I am sorry that you were not able to reproduce the issue. Perhaps my own instructions to reproduce it are not detailed enough. So, for exampled, perhaps I should include other conditions, such as the need of configure the "Style" and the "Icons" in the Appearance section of the xfce Settings with the same values I have: In Style, I use Xfce-Simple-Dark, and in Icons, I use a Qt theme, Korla "dark icon theme for Linux desktops".

I also have Qt programs installed, such as Dolphin and Konqueror, which is the main reason I (or any other like me, who combines KDE programs in their Xfce/GTK desktop).

Please see if you can mimic at least those conditions, which I failed to include in the procedure.

I have spent so much time investigating this.

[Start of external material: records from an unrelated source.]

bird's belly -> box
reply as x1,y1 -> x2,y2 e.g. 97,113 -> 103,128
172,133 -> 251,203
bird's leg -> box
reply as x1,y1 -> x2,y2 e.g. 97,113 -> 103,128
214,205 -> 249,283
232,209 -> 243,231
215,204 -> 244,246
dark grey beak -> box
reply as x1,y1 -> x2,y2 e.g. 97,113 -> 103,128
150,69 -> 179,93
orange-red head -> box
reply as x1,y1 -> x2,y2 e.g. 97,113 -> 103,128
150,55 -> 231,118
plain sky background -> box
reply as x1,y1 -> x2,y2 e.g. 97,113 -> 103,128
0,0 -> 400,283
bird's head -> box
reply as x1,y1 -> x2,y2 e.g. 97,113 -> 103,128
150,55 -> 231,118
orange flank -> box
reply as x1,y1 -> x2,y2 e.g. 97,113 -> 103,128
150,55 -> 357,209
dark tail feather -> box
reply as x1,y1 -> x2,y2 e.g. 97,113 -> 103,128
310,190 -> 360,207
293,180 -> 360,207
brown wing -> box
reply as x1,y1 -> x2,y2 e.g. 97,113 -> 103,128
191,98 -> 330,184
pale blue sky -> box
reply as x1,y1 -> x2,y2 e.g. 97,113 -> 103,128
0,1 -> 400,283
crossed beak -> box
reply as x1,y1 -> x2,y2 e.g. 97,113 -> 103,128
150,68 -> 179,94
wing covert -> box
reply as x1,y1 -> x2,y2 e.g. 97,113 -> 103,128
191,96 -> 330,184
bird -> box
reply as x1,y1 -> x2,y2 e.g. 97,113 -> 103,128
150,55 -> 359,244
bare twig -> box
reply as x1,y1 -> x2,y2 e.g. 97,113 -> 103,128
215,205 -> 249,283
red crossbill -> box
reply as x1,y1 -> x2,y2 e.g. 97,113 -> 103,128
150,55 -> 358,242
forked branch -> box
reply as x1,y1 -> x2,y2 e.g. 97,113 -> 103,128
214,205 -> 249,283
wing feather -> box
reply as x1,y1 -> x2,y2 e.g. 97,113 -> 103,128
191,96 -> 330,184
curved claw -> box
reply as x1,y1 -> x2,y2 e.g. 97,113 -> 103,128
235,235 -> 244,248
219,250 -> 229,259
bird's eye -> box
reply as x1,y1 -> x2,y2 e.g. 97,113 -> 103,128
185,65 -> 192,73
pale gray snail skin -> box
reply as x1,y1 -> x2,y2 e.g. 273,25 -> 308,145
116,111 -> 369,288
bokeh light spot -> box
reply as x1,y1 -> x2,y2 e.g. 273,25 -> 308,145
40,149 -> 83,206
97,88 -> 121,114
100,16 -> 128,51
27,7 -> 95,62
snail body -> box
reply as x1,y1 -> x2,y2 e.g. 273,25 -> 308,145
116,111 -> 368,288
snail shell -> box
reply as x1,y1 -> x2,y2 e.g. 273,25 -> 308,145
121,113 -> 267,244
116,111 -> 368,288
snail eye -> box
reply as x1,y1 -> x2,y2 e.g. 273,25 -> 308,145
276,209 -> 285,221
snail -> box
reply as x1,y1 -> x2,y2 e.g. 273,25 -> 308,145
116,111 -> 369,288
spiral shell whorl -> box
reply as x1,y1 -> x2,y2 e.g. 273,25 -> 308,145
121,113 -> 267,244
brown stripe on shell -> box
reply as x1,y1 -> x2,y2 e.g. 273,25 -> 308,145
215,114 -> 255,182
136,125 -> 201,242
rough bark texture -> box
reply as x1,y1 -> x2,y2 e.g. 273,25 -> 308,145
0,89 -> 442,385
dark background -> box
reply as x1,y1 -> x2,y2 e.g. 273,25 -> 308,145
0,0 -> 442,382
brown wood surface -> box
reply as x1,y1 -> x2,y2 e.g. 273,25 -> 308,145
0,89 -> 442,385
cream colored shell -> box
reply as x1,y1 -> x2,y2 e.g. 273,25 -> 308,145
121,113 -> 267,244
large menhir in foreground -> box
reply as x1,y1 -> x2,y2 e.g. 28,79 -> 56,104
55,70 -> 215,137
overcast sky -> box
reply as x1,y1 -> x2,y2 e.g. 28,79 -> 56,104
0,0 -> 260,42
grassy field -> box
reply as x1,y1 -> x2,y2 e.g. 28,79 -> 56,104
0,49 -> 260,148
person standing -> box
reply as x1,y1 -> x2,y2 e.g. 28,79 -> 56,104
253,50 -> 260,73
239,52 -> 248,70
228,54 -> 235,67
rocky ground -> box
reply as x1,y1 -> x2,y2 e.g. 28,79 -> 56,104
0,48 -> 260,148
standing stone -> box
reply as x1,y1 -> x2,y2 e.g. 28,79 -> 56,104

The incompatibilities for Qt widgets to look nice in a GTK system and vice-versa is an ancient battle no one has solved and probably never will. The only possibility is being done: using frameworks, such as qt5ct and some clever workarounds by programs to try and make it look nice in different desktops.

But regardless of whether we find the exact combination of configurations and environment that aren't supported by the new branch, (and remember, the original complain of this issue came from another user), it doesn't mean that there won't be other situations where someone has yet another way of configuring their desktop (using official procedures, not crazy hacks), and will get back again to this sort of complaints. It's not possible to cover all possible configurations of themes and icons that might not play well with XnView's bundled `qt5ct` platform theme.

In worst case, if it's not possible to have the program itself fail nicely with incompatibilities like that in runtime, the most flexible proposal that I make in the bug report, might be a good compromise: some checkbox where the user could easily say "hmm, it's rather slow. I'm gonna try not using the native system enging". And also, if some day later an user complains about something similar, someone in the forum could just suggest "Please try that option".

In case you try again with my configurations and still no luck, then I could try in another computer, although the challenge is the same: to discover one exact combination of configurations Qt/GTK that XnView 1.9.x doesn't like, and hope that's the only one.

Ultimately, not many people are willing (or have the skills or the time) to report this issue, even if they have the problem.

It would be very important if others who have had problems would contribute to this investigation. Just by saying "me too", would be a great help. But even in the original complain the user apparently "resolved" with a downgrade to 1.8.x.

Thanks again for your efforts and tremendously hard work!